Man ist auf den Strassen Gabrovos niemals allein. Am Tag sind die Strassen voller Menschen, welche eilig umherirren und irgendetwas zu erledigen haben. Nachts hingegen sind die Strassen menschenleer und man wird von kleinen, grün leuchtenden Augenpaaren aus dem Schatten der Blockhäuser beobachtet. Innnerhalb ihres Versteckes bewegen sie sich lautlos, treten aber auch nur selten aus diesem hervor. Wenn man auf sie zugeht verschwinden sie so schnell, wie sie gekommen sind.  Es ist wahrscheinlich leicht zu erraten das es sich bei diesen mysteriösen Kreaturen um Katzen handelt. Diese Strassenräuber teilen mit Gabrovo eine gemeinsame Geschichte. Da Gabrov nicht nur die Stadt des Humors, sondern auch der Sparsamkeit ist wurde den Katzen der Schwanz gekürtzt, um den Besitzern zu ermöglichen die Tür früher zu schliessen, wenn die Katze das Haus betritt. Wie viel wahres an dieser Geschichte hängt muss wohl jeder für sich entscheiden.

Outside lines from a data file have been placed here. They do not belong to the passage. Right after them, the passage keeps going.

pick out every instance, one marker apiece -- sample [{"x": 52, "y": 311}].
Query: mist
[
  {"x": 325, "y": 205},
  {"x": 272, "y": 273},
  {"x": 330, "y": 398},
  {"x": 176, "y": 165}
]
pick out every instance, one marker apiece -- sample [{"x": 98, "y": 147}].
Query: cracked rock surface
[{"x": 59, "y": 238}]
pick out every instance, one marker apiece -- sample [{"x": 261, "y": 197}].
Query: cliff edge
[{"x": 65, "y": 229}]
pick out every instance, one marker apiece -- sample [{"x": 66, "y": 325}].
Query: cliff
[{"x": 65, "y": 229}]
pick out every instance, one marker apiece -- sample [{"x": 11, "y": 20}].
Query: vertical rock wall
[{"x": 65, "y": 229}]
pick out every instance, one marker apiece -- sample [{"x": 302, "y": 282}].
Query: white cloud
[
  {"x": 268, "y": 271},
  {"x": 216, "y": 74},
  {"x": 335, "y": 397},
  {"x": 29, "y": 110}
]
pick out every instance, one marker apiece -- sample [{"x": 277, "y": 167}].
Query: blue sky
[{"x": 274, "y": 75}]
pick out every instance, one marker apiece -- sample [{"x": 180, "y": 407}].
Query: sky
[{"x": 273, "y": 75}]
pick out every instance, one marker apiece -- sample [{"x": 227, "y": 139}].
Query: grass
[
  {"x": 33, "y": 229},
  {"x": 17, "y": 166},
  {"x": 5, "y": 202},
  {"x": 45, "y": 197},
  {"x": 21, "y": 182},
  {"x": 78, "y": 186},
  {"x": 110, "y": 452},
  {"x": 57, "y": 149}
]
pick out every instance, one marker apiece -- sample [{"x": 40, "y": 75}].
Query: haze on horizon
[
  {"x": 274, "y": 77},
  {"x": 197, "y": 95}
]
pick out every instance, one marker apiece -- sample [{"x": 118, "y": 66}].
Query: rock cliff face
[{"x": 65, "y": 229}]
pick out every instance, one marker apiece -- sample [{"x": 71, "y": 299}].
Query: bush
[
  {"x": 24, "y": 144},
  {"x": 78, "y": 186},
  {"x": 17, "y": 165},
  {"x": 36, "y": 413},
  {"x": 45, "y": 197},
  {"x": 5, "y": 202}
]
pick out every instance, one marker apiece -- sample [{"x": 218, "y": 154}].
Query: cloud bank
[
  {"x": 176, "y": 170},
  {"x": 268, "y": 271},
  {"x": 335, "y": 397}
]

Mittlerweile fällt es einem schwer diese Tiere aus szenerie Grabrovos herauszudenken. In allen Grössen und Farben säumen sie die Strassen der Stadt. Sie suchen nach Essen, kümmern sich um ihre Kleinen oder liegen dösend in der Sonne. Anders als die wilden Hunde haben sie eine edle und souveräne Art, für welche man sie wirklich nur bewundern kann. Mit perfekt gesäubertem und glänzendem Fell stolzieren sie die Straßen auf und ab, während sie Ausschau nach etwas essbarem halten. Ist solches in Sicht wird die klare Hierarchie in ihren Reihen sichtbar. Hält sich ein Tier nicht an sie wird es mit Tatzen,Krallen und Fauchen in seine Grenzen gewiesen. Mittlerweile sieht man auch immer mehr der Jäger in Kellereingängen und anderen Gebäuden, wo sie sich auf den härtesten Kampf des Jahres vorbereiten, den Winter.Da dieser bald ansteht wird man sie wohl in nächster Zeit nur vereinzelt an der frischen Luft sehen.